1953年、戦時中強制連行された中国人犠牲者の遺骨送還運動は日本社会を挙げての共感と支持の下、米日反動派の妨害を打ち破り、遺骨発掘から追悼会をへて祖国への捧持送還と次々と課題を実現させた。朝鮮戦争という極限状態の中で、平和と友好の貴重な礎石を築いた先人のこの努力なしには、今日の花岡和解は難しかったであろう。それは多くの先人の犠牲と献身によって得られたものである。謹んで心からの感謝を捧げたい。
敗戦後、上京した私は、廃墟の東京で激動の中を生きるにやっとの日々を送りながら、時代の影響を受け、新しい歴史を生きようとしていたが、偶々、花岡の遺骨送還にも立ち会う機会があった。遺骨送還の成功は、戦後の日中間の和解の第一歩であった。それからほぼ40年経って、90年代、いわゆる冷戦構造崩壊の中で戦後補償が提起され運動が展開された。花岡はその歴史的位置から、多方面に渡る戦後補償全体の運動の先駆的存在として、その原動力になることを求められた。そこにはまた、日中友好運動、戦後のアジア史全体にも深く関わるものがあった。花岡事件は日中友好協会創立時(1950年)の中心的な問題であり、協会の原点であった。今日、その創立者の一人であり、89歳の生涯を日中友好に捧げ、いまもなお貴重な発言を続けている島田政雄さんは、この花岡和解をよろこび、「あなた方の運動は市民運動の典型です」と手紙に書かれ、「強制連行事件の解決の端緒が開かれた。花岡事件の裁判のように次々と成功させてゆこうではありませんか」と希望を語っている。

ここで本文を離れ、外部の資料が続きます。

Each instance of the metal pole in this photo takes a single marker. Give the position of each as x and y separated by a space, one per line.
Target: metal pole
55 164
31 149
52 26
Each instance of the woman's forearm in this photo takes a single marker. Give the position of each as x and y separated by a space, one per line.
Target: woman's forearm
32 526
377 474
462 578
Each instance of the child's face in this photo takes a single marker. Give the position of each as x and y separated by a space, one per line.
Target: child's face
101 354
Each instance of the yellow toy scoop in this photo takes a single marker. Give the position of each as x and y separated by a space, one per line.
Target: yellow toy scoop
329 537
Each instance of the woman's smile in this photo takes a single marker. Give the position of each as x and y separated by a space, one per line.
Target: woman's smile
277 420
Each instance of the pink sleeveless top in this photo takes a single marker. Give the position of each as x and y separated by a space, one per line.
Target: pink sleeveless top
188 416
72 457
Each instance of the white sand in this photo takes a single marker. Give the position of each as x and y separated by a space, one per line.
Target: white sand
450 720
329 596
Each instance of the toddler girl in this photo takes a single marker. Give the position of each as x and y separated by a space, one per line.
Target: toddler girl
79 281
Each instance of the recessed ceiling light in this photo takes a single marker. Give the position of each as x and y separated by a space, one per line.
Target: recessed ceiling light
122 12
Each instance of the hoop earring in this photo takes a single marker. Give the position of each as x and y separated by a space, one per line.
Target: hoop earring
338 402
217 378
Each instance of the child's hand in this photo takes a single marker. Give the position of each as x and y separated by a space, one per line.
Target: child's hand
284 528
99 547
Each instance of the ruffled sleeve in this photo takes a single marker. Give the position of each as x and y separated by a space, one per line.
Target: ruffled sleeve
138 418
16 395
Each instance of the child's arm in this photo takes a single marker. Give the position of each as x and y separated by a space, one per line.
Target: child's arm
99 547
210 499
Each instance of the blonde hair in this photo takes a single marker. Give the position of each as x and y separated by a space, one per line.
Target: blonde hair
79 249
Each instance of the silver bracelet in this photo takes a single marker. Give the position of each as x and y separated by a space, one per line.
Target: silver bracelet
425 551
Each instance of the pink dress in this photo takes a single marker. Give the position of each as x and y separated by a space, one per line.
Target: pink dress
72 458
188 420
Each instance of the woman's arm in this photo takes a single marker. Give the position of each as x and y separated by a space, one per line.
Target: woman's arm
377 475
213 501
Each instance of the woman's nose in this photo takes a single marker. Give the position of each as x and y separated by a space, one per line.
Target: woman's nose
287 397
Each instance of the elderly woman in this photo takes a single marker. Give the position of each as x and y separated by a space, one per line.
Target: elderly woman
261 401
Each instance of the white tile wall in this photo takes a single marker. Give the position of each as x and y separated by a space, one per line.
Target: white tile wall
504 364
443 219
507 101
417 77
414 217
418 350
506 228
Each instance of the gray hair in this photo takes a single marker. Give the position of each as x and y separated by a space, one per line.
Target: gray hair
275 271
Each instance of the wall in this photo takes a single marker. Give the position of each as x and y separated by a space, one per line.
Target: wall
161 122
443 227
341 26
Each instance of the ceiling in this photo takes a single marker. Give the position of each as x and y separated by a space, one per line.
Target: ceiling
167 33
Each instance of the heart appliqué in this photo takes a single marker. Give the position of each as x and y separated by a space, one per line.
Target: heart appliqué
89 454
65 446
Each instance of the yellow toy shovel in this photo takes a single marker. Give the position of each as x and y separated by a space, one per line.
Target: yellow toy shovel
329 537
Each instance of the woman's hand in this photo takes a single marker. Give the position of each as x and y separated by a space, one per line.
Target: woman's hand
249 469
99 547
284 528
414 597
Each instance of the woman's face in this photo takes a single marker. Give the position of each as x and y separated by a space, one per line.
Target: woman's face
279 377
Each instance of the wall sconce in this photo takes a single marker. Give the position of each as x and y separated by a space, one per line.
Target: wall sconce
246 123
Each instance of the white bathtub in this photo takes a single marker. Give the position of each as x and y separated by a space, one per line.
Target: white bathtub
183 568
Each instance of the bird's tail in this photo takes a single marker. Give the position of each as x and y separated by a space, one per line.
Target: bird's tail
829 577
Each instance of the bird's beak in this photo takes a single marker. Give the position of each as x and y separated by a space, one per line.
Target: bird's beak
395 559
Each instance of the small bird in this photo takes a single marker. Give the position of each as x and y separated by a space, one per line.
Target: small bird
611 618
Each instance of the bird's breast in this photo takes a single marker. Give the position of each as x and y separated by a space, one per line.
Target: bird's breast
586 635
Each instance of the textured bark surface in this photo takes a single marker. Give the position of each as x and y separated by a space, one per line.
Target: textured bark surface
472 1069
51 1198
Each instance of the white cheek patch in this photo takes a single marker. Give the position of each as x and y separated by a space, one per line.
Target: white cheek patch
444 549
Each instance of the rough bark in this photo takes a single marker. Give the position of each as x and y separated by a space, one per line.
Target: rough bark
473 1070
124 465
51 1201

そこには、戦中戦後を日中友好を貫いた人の和解に対する確信があり、中国人強制連行を考える会に対し、自分たちの運動の正当なる後継者としての認識に立つ限りない愛情と敬意と励ましがある。
和解の内容、それが花岡受難者聯誼会の主体的決断によって生まれたことは新美弁護団長の報告、中国人代理人林伯耀氏、また昨年12月17日来日された王紅さんの報告を読めば明らかである。そこには、和解批判者の言うような一点の私心も見出すことはできず、ましてや、何らかの意図・野心を憶測する余地はない。
そのことをまず述べて、私は私の戦後の人生体験に照らして語りたい。戦後の中で最大の事件は朝鮮戦争であった。朝鮮戦争はアメリカに手痛い打撃を与え、アメリカは中国・朝鮮に対し原爆投下を検討し、中国・朝鮮は今もその条件命令が生きている世界唯一の地域である。当時、第3次大戦必至の状況の中で、百年来の欧米帝国主義、50年来の日本軍国主義侵略の深い傷跡を癒すいとまもない建国僅か一年の新中国は、さらに朝鮮戦争志願軍を参加させ、その重荷を増大させていた。その想像を絶する困難の中で、日本人民の希望である在華邦人の帰国を実現してくれた。朝鮮戦争は中国にとって、そして解放を求めているアジアと世界の人民にとって、輝かしい(惨)勝(利)であった。それは解放を願う世界の人民の命運に関わるものであった。そして1953年7月27日の休戦協定は文字通り国際的和解への一歩であったといえよう。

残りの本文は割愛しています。